> Post-training methods allow teams to refine model behavior for specific tasks and environments.
How do you suppose this works? They say "pretraining" but I'm certain that the amount of clean data available in proper dataset format is not nearly enough to make a "foundation model". Do you suppose what they are calling "pretraining" is actually SFT and then "post-training" is ... more SFT?
There's no way they mean "start from scratch". Maybe they do something like generate a heckin bunch of synthetic data seeded from company data using one of their SOA models -- which is basically equivalent to low resolution distillation, I would imagine. Hmm.
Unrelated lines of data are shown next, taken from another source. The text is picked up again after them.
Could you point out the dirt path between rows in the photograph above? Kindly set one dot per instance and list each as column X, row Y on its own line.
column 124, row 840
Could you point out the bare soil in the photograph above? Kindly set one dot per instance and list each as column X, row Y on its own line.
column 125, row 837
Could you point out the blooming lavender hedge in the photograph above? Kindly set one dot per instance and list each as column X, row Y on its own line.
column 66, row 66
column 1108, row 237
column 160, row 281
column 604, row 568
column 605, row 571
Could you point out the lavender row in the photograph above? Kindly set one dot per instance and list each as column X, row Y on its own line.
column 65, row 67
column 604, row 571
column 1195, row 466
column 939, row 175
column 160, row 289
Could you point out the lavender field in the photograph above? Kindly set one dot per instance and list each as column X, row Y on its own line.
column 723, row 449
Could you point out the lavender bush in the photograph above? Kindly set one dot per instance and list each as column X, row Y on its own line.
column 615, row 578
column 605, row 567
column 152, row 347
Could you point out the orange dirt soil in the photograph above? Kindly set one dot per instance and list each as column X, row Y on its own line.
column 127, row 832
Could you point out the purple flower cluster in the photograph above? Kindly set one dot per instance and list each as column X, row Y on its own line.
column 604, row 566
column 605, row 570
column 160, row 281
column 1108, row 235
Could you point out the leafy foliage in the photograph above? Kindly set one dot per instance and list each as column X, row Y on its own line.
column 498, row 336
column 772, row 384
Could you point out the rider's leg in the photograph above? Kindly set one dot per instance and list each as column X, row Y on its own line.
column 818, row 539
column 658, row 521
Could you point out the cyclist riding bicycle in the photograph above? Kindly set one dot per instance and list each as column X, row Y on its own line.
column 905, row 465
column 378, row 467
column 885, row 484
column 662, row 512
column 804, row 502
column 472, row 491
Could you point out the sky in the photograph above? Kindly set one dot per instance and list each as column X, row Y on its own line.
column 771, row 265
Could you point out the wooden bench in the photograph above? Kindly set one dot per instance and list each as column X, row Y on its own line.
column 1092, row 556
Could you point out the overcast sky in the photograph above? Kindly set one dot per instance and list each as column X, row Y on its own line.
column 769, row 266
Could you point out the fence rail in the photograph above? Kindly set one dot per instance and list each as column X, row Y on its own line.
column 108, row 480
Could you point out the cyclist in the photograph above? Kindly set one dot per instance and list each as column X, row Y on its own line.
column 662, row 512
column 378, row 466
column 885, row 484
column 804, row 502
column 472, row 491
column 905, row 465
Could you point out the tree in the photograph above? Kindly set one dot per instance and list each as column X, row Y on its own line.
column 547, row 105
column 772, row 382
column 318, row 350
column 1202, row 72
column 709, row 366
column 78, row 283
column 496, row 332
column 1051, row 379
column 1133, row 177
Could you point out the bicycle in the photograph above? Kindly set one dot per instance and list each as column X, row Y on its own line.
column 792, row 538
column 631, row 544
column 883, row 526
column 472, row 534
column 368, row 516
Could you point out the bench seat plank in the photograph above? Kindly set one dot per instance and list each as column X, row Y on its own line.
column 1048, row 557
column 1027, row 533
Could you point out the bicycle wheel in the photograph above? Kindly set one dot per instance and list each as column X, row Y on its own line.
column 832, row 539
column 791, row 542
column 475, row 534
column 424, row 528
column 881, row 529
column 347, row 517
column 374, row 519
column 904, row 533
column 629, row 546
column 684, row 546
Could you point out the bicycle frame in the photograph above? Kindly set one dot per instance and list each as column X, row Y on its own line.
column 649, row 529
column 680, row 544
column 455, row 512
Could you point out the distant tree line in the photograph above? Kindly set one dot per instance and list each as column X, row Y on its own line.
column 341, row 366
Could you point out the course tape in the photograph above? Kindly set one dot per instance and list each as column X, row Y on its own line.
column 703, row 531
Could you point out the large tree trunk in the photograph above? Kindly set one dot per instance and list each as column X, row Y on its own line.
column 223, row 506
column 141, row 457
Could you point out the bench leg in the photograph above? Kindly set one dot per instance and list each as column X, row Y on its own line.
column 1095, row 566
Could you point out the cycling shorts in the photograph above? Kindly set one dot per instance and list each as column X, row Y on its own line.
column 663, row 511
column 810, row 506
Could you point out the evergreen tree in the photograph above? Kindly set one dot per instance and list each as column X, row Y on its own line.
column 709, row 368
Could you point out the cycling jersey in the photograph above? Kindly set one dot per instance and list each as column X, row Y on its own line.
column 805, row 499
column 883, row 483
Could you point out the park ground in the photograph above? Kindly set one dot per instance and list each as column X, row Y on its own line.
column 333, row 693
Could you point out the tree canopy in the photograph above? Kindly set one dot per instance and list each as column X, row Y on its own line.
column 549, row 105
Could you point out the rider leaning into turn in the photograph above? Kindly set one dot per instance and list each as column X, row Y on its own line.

But seriously, RAG/retrieval is thriving. It'll be part of the mix alongside long context, reranking, and tool-based context assembly for the forseeable future.
So it'd be alive in the making decisions sense, not in a "the technology is thriving" sense.
It's feasible for small models but, I thought small models were not reliable for factual information?
Foundational:
- Pretraining - Mid/post-training (SFT) - RLHF or alignment post-training (RL)
And sometimes...
- Some more customer-specific fine-tuning.
Note that any supervised fine-tuning following the Pretraining stage is just swapping the dataset and maybe tweaking some of the optimiser settings. Presumably they're talking about this kind of pre-RL fine-tuning instead of post-RL fine-tuning, and not about swapping out the Pretraining stage entirely.
Is it possible to retrain daily or hourly as info changes?